At times, the month of March has an identity crisis. March does not know whether to be lamb-like or lion-like, whether it is still winter or starting to blossom into spring.  In the northern part of our country a day could be in the seventies or there could be three feet of snow as there was fifteen years ago when the Irish in Pittsburgh marched in the St. Patrick’s Day Parade despite the blizzard. There are many historical figures who would like to forget the month of March entirely. You can be sure that Julius Caesar would like to forget the Ides of March when he met with an unfortunate accident – “Et Tu Brute!”
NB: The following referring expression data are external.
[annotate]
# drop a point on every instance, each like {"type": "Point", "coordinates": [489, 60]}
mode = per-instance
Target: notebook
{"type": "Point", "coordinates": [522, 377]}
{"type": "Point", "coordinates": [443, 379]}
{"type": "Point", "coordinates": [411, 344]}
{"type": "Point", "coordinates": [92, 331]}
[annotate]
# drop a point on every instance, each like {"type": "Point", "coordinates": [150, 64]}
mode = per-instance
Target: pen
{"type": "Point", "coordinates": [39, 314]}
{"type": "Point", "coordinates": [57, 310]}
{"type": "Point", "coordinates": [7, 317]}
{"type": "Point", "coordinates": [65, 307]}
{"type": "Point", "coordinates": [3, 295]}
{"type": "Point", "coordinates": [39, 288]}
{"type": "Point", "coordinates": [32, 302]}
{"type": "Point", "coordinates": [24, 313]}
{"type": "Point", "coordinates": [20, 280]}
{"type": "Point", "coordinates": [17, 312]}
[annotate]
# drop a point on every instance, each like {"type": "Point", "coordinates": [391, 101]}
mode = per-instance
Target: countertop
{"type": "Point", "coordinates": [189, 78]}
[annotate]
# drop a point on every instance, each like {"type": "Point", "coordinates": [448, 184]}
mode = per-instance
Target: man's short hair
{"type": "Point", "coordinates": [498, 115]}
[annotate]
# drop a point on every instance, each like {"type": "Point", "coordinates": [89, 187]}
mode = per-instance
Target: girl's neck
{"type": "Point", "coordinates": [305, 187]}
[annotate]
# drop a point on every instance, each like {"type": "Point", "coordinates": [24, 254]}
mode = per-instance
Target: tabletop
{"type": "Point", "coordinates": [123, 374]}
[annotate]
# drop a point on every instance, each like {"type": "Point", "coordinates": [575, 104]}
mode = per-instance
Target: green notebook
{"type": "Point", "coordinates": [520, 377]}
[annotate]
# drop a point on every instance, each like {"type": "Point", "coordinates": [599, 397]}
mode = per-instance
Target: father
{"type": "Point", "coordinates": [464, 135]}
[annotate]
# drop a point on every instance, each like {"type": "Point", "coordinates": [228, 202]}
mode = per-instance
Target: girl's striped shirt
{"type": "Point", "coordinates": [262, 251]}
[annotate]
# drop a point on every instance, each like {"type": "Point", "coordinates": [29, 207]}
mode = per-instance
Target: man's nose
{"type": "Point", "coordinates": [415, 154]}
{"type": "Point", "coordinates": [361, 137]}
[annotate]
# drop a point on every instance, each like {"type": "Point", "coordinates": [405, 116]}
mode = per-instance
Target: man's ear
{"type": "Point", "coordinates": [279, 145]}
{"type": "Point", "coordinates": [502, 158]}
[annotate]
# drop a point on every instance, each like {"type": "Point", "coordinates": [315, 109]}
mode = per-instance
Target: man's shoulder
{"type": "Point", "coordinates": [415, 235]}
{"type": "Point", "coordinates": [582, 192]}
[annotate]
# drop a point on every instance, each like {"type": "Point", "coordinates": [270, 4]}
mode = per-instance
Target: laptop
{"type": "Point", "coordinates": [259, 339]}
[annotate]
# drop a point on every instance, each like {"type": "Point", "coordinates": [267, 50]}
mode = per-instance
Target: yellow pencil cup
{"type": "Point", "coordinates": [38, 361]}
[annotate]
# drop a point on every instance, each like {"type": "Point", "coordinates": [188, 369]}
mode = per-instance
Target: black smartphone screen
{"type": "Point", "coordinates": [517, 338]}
However, the month of March has to be my favorite month. On March 30, 1934 the first son and second child of six to Bartley O’Donnell and Nellie Synan was born.  Although my five siblings, including my older sister Mary, were all born in the hospital, Thomas Martin O’Donnell was born at home at 5179 Brown’s Way in the Garfield section of Pittsburgh, Pa.  March 30, 1934 was a day of great significance because it happened to be Good Friday.  The fact that I was born on Good Friday, was that perhaps a sign that someday I would be called to be a Priest?   The significance of that date, coupled with the grace of God and the loving example of love, devotion and sacrifice of my mother and father played a significant role in my vocation to the Priesthood.
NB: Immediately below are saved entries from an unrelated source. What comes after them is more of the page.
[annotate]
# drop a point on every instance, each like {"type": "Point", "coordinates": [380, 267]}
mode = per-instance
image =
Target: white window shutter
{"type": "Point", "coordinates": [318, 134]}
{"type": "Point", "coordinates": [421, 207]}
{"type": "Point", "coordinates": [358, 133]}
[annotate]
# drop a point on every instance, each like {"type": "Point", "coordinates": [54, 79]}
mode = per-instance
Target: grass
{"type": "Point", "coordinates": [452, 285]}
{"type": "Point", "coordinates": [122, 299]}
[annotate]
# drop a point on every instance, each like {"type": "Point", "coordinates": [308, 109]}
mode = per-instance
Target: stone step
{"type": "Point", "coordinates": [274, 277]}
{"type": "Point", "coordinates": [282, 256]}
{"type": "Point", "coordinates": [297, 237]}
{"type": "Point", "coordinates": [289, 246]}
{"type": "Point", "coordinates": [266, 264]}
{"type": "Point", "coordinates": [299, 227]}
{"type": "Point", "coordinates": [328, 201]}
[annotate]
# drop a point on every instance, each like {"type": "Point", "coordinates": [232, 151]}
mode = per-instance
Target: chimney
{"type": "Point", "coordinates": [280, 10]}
I love the month of March not only because I was born in the month but because of the many Irish traditions surrounding St. Patrick’s Day imbued in me by my Galway father and my Kerry mother.  My dad loved to sing Irish songs and I inherited his Irish voice. My love for singing was noticed by Sister Mary Edwin, a Dominican Sister, who was the music teacher at St. Lawrence O’Toole School.  Sister Mary Edwin was also given the name, Sister Mary “Bruised Knuckles” by some of the hooligans who suffered from the wrath of her wooden ruler.  Every St. Patrick’s Day, Sister would drag me from classroom to classroom singing Irish tunes.  Sister Mary Edwin helped to improve my voice. Singing in front of the other children helped so much with my self confidence that I was prepared to sing on the Davey Tyson’s Amateur Hour at the Enright’s Theatre.  However, the night before my performance, God had other plans for me and I was struck with double pneumonia. Although I recovered, I never got another chance to sing on the amateur hour.  Instead of being guided on the course of a singing career, I ended up going to the seminary.  As a seminarian I was always in the various choirs and musicals during the twelve years of my seminary training.  As a priest, in addition to singing at the liturgies, I also sang in parish talent shows, and directed choirs and plays for the youth groups.  I can thank God that he gave me a good voice and that I was able to use this gift in the service of His Church and His people.

When I was pastor of St. Wendelin Church,   I frequently brought the Eucharist to a ninety-six year old woman, Loretta Donahue.  Since Mrs. Donahue was born in March, close to St. Patrick’s Day, her family decided to have a party for her and invited me.  During the party, the family asked me to sing an Irish song to their mother.  As I was singing Too Ra Loo Ra Loo Ra, Loretta kept staring at my Claddagh ring.  After the song she said: “Father, it is a shame that that ring does not have any diamonds in it.”  The next day Loretta called me on the phone and told me that she had three little diamond chips and asked if I would like to have them put into my ring. I told her that I world be honored.  After a few days her daughters brought me the ring back from the Jewels. I called Mrs. Donahue to thank her and said to her: “Loretta since you gave me the diamonds, does that mean that we are now engaged?’  Her reply to me was: “Father. I can’t marry you because I am old enough to be your grandmother and beside that you are a priest and not allowed to get married.”   As a Christian, the three diamond chips in my Claddagh ring remind me of the theological virtues of Faith, Hope and Charity and as a member of the Ancient Order of Hibernians, the Hibernians Virtues of Unity, Fraternity and Christian Charity.

With every blessing and best wish for a happy St. Patrick’s Day.